第二十四話 『星雲(ネビュラ)の煙のテクノロジー』

 人のうわさも七十五日。昔の人間は上手い言葉を造った物だ。あっという間に過去の出来事は時間の波に流されていく。先の怪物騒ぎは、最新のアンドロイドによる暴走ということで処理されたらしい。そして箒の重度の火傷と失明という事故は、それが引き起こした火災に巻き込まれた、ということになった。

 

 

 そしていつも通りに戻ったIS学園のホームルーム。

 

「はい、ということで、クラス代表は織斑節無君に決まりました~。よろしくお願いしますね~?」

「え……?」

 

 俺は箒の看護で寝不足の目をこすりながら朝のホームルームを聞く。

 

「僕が?……その、負けたのにですか?」

「それはな……」

 

 千冬姉はこちらに視線を向ける。
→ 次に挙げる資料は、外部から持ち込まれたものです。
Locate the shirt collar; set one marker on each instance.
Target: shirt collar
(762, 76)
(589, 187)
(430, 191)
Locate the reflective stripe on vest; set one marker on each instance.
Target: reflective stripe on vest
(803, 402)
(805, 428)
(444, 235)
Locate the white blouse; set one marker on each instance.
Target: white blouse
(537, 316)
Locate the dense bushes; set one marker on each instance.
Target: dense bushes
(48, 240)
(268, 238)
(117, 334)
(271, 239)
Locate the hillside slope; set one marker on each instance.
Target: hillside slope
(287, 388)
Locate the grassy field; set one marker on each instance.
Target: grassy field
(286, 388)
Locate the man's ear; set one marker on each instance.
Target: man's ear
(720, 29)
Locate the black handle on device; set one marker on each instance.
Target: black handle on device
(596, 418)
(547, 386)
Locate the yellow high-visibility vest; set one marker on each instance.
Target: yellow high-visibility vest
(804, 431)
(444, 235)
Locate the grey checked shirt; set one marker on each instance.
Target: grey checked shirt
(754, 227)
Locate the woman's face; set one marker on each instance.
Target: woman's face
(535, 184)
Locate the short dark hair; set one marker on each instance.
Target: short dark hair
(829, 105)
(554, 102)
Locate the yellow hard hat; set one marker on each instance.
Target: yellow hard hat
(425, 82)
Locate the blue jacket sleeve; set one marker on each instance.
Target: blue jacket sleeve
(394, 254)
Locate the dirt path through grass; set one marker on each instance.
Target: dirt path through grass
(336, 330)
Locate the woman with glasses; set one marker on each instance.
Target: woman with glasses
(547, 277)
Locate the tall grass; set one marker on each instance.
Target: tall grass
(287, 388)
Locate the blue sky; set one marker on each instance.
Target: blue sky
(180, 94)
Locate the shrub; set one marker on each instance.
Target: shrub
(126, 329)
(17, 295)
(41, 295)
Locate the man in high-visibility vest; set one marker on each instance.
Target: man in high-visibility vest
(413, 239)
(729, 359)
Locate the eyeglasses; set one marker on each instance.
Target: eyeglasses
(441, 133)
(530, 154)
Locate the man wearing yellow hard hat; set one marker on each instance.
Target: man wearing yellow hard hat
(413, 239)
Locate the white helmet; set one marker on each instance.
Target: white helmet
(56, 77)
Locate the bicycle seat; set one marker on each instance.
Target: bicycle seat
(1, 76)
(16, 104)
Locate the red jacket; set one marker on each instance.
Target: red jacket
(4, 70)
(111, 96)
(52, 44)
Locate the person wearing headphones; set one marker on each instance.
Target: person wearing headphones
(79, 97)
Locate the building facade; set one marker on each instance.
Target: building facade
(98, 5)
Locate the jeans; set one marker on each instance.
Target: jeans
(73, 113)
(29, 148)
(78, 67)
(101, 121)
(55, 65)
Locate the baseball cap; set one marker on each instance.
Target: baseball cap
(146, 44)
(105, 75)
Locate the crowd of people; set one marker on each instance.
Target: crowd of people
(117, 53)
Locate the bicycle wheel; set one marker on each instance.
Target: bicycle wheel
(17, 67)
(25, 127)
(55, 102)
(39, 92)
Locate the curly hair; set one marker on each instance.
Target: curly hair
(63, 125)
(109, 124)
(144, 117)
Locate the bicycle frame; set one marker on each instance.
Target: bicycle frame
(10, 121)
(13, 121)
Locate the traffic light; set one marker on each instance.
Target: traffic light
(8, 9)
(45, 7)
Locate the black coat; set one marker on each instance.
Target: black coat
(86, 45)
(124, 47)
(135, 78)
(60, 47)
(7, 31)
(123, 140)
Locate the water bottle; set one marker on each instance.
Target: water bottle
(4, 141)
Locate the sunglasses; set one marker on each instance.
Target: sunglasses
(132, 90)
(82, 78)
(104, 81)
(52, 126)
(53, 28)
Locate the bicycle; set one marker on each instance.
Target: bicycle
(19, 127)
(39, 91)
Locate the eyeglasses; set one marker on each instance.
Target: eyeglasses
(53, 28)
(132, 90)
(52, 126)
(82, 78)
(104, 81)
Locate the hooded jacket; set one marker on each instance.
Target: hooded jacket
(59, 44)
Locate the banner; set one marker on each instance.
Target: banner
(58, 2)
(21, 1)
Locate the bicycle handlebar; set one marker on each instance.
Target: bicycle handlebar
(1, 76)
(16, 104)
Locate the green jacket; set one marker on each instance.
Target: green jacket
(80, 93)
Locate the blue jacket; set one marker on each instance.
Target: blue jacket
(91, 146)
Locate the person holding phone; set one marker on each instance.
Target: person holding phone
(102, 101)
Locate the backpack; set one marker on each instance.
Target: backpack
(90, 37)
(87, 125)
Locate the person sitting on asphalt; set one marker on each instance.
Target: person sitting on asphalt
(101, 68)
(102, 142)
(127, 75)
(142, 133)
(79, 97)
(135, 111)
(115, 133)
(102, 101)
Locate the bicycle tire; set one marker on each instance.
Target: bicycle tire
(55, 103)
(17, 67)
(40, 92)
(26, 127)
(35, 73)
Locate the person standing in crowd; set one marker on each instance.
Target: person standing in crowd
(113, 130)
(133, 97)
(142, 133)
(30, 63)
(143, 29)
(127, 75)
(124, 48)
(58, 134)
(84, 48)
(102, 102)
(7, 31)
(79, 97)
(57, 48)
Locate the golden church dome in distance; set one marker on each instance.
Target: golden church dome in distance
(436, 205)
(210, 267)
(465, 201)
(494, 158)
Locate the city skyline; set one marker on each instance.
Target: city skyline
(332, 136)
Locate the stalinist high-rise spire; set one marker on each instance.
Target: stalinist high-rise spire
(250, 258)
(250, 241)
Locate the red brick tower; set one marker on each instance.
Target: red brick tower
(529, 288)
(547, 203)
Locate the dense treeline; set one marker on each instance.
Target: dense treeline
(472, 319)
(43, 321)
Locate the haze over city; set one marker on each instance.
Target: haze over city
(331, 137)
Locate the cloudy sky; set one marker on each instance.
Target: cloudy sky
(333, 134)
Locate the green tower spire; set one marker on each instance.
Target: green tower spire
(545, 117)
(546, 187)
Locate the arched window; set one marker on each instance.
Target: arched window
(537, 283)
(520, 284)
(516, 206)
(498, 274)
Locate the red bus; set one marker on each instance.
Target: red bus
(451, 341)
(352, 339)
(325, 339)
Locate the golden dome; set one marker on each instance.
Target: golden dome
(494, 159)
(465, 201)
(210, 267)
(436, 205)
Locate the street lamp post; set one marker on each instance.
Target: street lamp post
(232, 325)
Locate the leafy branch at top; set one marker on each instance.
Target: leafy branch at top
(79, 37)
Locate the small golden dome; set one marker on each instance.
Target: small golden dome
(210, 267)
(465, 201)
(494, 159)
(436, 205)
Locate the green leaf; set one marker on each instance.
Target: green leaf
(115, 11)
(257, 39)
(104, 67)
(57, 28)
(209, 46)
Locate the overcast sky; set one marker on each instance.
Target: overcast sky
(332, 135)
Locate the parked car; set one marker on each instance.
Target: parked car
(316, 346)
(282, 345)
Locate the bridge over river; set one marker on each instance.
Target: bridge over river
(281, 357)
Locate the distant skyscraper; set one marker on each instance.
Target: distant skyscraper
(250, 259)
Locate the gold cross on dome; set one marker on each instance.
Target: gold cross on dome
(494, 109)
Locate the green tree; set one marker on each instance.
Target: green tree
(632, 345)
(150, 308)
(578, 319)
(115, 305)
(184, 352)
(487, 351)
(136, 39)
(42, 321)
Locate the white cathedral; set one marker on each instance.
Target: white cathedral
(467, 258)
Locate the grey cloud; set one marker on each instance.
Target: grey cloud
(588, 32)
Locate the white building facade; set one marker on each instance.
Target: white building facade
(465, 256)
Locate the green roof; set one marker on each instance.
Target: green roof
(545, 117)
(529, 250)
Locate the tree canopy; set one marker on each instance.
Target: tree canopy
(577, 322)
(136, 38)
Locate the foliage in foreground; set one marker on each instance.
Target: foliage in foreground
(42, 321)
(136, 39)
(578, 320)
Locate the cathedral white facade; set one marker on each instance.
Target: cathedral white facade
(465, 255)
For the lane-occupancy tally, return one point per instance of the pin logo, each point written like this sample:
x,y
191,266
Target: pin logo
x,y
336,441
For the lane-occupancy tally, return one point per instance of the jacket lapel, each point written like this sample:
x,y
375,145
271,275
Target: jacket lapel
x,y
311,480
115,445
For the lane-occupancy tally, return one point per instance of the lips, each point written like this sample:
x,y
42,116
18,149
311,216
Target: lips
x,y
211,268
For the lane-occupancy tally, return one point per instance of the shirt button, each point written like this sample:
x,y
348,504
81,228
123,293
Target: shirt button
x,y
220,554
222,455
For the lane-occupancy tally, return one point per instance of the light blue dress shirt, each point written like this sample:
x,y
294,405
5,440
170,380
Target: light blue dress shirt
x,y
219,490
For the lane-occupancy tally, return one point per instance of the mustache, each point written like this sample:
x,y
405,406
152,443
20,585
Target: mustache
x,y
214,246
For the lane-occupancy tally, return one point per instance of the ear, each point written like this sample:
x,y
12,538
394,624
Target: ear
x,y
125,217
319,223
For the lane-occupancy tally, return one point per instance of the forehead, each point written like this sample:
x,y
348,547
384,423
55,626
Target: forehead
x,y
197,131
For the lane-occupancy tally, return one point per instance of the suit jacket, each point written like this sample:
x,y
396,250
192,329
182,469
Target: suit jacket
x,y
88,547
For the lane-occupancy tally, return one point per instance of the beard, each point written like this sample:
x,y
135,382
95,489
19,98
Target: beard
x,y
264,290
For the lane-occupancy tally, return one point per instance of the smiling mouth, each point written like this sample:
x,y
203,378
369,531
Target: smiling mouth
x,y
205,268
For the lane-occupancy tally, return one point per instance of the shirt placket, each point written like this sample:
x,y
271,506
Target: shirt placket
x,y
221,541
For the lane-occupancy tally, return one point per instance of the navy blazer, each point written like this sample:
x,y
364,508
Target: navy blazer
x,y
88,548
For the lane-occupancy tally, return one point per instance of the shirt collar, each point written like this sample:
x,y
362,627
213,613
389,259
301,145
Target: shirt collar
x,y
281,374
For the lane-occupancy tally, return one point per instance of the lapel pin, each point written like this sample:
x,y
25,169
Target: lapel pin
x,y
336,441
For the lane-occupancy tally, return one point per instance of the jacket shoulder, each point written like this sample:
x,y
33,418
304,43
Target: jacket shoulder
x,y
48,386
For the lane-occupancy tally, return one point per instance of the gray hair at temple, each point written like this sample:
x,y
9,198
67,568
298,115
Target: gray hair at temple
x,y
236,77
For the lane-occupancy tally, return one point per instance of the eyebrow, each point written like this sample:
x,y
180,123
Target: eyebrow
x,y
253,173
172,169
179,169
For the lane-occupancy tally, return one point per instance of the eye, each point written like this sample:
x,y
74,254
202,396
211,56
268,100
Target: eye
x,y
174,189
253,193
俺に話せと?

 

「……はぁ、それは俺が辞退したからだよ。節無」

 

 ため息交じりに従弟に告げる。

 

「俺にはそんなことしてる暇はねーの。同室の箒の看護をしなくちゃなんない。だからクラス代表の仕事をお前に譲るわ」

 

 ま、こいつが試合中に口走ったことを許したわけじゃないが。……、あぁ、また腹が立ってきた……。

 

「……そう。――――それじゃ、皆、よろしく!」

 

 さっきの不機嫌な顔から一転。クラスメイトに人懐っこいさわやかな笑顔を向ける節無。それを見てクラスの女子はキャーッと黄色い歓声を上げる。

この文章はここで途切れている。